Al Faizi had been all this time a-lookin’ round and notin’ down things in his note-book, and seein’ everything with his deep, strange eyes, but sayin’ little about it, and a-thinkin’ a lot, as wuz his general way.
The next mornin’ we left Pau, and in the afternoon we found ourselves in the “Bay of Biscay, Oh!”
That is a quotation from a poem—in common talk the “Oh” can be omitted.
We had to wait a spell at Bayonne for the train to take us into Spain, though Martin proposed that we should take a carriage and drive out to Biarritz.
For Martin sed that so many of his acquaintances went there for the winter that it would sound better for us to say that we had passed some time there—it would be far more stylish and fashionable to say it.
“How long a time can you pass there,” sez I, “to git back to ketch the train?”
“Wall,” sez he, “we shall have time to stay three fourths of an hour—ample time to see everything of interest there.”
Good land!!!!!
But Martin wuz the head of the procession, as you may say, and we had to foller on where he went and halt when he halted.
And I felt that one thing wuz favorable to me, I always had a faculty for seein’ a good deal in a short space of time by the clock.
Biarritz is a pleasant place in the winter, and you could see that a good many have discovered it by the number of big hotels perched up on the bluffs, their open winders lookin’ south.
Of course Martin had to drive by the Villa Eugenia, occupied by her who once had a empire to command, and beauty, youth, and love, and now sits and looks over the tombs and the ruins of the hull on ’em.
Poor creeter! I always felt onreconciled to that bright young boy of hern bein’ struck down as he wuz by a savage in a savage place, fur from a mother’s love.
Oh, dear me!
But here Napoleon came often in the mild September, and happiness rained in the beautiful villa, with its gay pleasure grounds.
Wall, Martin see a sight, I spoze, and as he sed a-goin’ back:
“I am so glad we stayed here some time, for I know a lot of men who bring their families here winters, and it will be interesting to converse with them about the beauties of the place; I’m glad I brought all my family with me,” sez he, lookin’ complacently at Alice and Adrian.
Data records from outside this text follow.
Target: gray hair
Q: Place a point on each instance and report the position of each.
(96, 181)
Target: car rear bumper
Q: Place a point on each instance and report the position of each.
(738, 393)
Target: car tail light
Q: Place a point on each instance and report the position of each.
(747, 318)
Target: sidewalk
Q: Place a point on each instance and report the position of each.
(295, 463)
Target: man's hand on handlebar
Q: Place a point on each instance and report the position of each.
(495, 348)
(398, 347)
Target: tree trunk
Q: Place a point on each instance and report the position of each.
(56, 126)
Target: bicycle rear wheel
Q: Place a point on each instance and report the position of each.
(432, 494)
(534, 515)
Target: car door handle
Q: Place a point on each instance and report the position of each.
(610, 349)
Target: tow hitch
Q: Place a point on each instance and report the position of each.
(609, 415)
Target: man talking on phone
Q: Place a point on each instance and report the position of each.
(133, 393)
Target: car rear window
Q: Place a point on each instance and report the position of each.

“But, papa, we never sat down at all,” sed Adrian.
“Never mind, my boy—you have been there, and it is a great watering-place. And when Mr. Goldwind’s boy talks about Biarritz, you can mention to him that you have been there and stayed for some time.”
“But Billy Goldwind stays there all winter, papa.”
“Well, we do not want to stay so long; we want to get back home before winter. We merely wanted to go there and stay some time, and we have.”
Wall, I don’t spoze it wuz a real lie—we had been there and had stayed some time.
Josiah sed he had stayed as long as he wanted to, and he should be glad to git into Spain with his dressin’-gown on, and set down a spell.